2013年4月25日木曜日

曲のイメージ

ドビュッシーの「ノクターン」を練習していた時に
最後まで通すことはできていても
演奏していても違和感があって、しっくりきていませんでした。
楽譜通りに弾いているのに、音楽表現もつけているのに・・
曲が姿を見せてくれないのです。
遠くに居る感じです。。。

そんな様子をわかられたのか
レッスンでわたしが前奏部分を弾いたあと

「どんな雰囲気がしますか?情景はどんな感じでしょう?」
と先生が聞いてくださいました。

先生に助けられながら、前奏部分は
朽ちた建物、ところどころ蜘蛛の巣が張っているような
以前、何かあったけど今は何もない、夢の跡
そこにわずかだけど美しい一筋の光が差し込んでくる様子が
イメージできました。

一度イメージができると今までバラバラのピースのように
思えていた部分にそれぞれの物語があり
強固な橋ではなく、ドビュッシー特有の危うい柔らかな橋でつながれたり
または、瞬間的にスーッと場面が夢のように消えていきました。

わたし自身がこの幻想の世界に入っていくと
それはそれは楽しくて
この世界を味わいたいがために、繰り返し弾きたくなりました。

こんな経験は初めてでした。

「あ~小さな頃から、こんな楽しい経験ができれば、
もう少しピアノも練習したかもしれない。

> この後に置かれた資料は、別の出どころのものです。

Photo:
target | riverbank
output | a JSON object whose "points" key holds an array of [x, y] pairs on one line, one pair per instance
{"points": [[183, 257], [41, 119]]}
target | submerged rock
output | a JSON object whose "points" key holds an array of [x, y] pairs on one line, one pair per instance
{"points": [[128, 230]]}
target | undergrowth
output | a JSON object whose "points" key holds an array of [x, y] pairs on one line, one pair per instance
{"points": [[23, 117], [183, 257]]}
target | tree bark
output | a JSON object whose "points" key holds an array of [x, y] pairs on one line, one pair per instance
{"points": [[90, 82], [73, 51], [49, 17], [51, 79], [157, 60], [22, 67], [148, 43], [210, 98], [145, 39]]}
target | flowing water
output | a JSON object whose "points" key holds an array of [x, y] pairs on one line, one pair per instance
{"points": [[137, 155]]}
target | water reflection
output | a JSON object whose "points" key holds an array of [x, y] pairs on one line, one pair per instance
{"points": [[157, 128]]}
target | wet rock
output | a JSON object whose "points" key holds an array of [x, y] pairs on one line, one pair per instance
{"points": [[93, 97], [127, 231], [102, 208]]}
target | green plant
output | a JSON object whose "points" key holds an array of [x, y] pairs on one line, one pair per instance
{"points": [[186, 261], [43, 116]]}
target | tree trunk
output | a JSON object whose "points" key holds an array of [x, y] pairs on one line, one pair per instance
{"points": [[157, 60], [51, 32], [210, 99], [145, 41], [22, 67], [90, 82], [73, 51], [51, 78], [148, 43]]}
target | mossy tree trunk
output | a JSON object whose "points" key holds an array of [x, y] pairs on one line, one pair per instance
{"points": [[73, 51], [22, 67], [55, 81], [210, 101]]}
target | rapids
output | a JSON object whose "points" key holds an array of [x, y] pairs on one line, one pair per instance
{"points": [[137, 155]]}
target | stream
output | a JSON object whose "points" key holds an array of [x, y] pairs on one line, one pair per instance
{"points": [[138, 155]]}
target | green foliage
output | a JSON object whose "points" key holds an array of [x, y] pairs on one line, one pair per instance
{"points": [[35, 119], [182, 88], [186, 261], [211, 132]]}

」と思いました。

ファンタジーが大好きで読みあさっていたので
自分でお話を考えたり自分の作った世界で遊ぶのが好きでした。

ピアノの曲は題が付いている曲を弾けるのを楽しみにしていました。
ささやかな挿絵と題名で、曲のイメージが弾く前から大きく膨らんでいました。
通常は番号のついた曲ばかりで、つまらなかったです。

でも、ピアノレッスンでそんなことを聞いてくれた先生はいませんでした。
指使いや音の間違え、フォルテとピアノ
フォルテとピアノはボリューム調整のように思え

音楽を聴いたときに感じる高揚感とは程遠いものに思えました。
ただ、とにかく楽譜通りに弾かないといけないんだ。と胸に刻まれました。

自分がピアノを教えてみると
小さな子供のレッスンはとにかくやることが多くて
生徒さんも大変だし、先生も大変です。
どうしても余裕がなくなってしまうけれど

生徒さんと一緒に曲を楽しむこと、
どんなイメージが浮かぶか?どんな気分になるか?
そんな時間を大切にしたいと強く思いました。
それが音楽が生まれた理由ですものね。

楽譜に書かれた音をそのまま鍵盤に移すだけでなく
その音、響きが何を物語っているのか?
一緒に探していきたいと思っています。